Congress backs Bharat Bandh called by farmer unions

Congress backs Bharat Bandh called by agitating farmer unions

Farmer groups have said the farm laws will end the mandi and MSP procurement systems and leave the farmers at the mercy of big corporates

Congress spokesperson Gourav Vallabh. Credit: PTI Photo

The Congress on Saturday extended support to the Bharat Bandh call given by farmer unions against the Centre's three agri laws and demanded that discussions be initiated with the protesters.

Congress spokesperson Gourav Vallabh said the Congress party and all its workers will support the "peaceful Bharat Bandh on September 27, called by farmer unions and farmers".

"We demand that the due process of discussion with the farmers should be initiated because they are sitting on the borders of Delhi for last more than nine months. We demand that these three black laws, which were imposed without any consultation, should be taken back," he also said.

Read more: Farmers urge Biden to ask Modi to repeal farm laws

The Congress leader also demanded that the MSP should be given as a legal right to every farmer "as they do not want only 'jumlas' (rhetoric)" and referred to Prime Minister Narendra Modi's promise to double the farmers' income by 2022.

"If we compare 2012-13 income of a farmer family with his income in 2018-19, the income due to farming in the total income of a farmer has reduced from 48 percent to 38 percent," he claimed.

Vallabh cited the Situation Assessment Survey of the Government of India, which states that a farmer on average is earning Rs 27 per day.

He said that the agriculture sector suffered a permanent dent in the last seven years.

He said that the Modi government "first tried to usurp farmers' land by bringing in the Land Acquisition Ordinance in 2014 and then in 2015, it filed an affidavit in the Supreme Court that if farmers' produce is purchased on MSP, as per the formula given by Swaminathan Commission, the markets are going to be distorted".

He also said that in the name of agriculture insurance, the government gave a major portion of the agriculture budget to insurance companies, even as the cost of farming per hectare has gone up by Rs 25,000.

"This is also the first government in the last 70 years that has imposed a tax on agriculture in the form of GST, which has also been imposed on tractors, pesticides, seeds and farm equipment, and the agriculture sector is being taxed indirectly," he claimed.

The result is that the average debt of a farmer which was Rs 47,000 in 2012-13 has increased to Rs 74,121 in 2018-19, he alleged and said this is the reason the Congress is supporting the Bandh.

Vallabh said the farmers are demanding the withdrawal of three "black laws which were imposed without following any democratic process or consultation".

"They are only demanding that MSP should be given as a legal right to every farmer.

"I am surprised that why Prime Minister Modi is opposing Chief Minister Modi? When UPA-2 was in power, Chief Minister Modi gave in writing that MSP should be given as a legal right, now he is opposing his own words and his entire party is opposing his words," he said.

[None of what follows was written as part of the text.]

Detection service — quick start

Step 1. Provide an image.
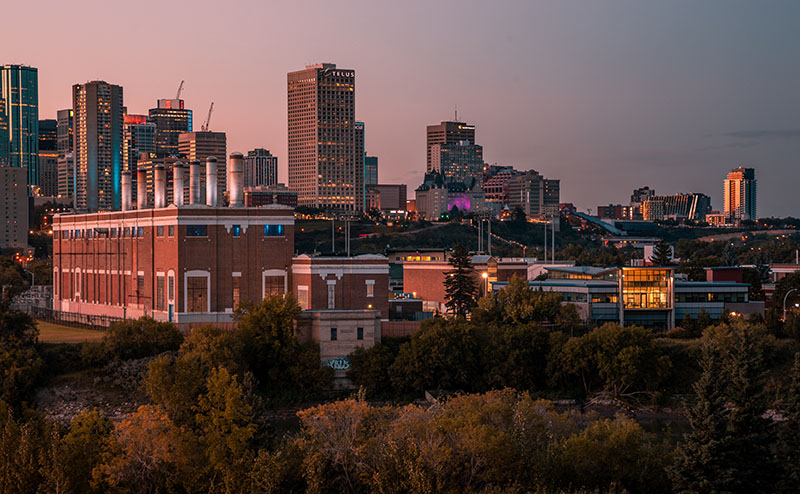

The government and farmer unions have held 11 rounds of talks so far, the last being on January 22, to break the deadlock and end the farmers' protest. Talks have not resumed following widespread violence during a tractor rally by protesting farmers on January 26.

The three laws -- The Farmers' Produce Trade and Commerce (Promotion and Facilitation) Act, 2020, The Farmers (Empowerment and Protection) Agreement of Price Assurance and Farm Services Act, 2020, and The Essential Commodities (Amendment) Act 2020 -- were passed by the Parliament in September last year.

Farmer groups have said that these laws will end the mandi and MSP procurement systems and leave the farmers at the mercy of big corporates, even as the government has rejected these apprehensions as misplaced and asserted that these steps will help increase farmers' income.

The Supreme Court had in January stayed the implementation of the three laws till further orders and appointed a panel to resolve the impasse.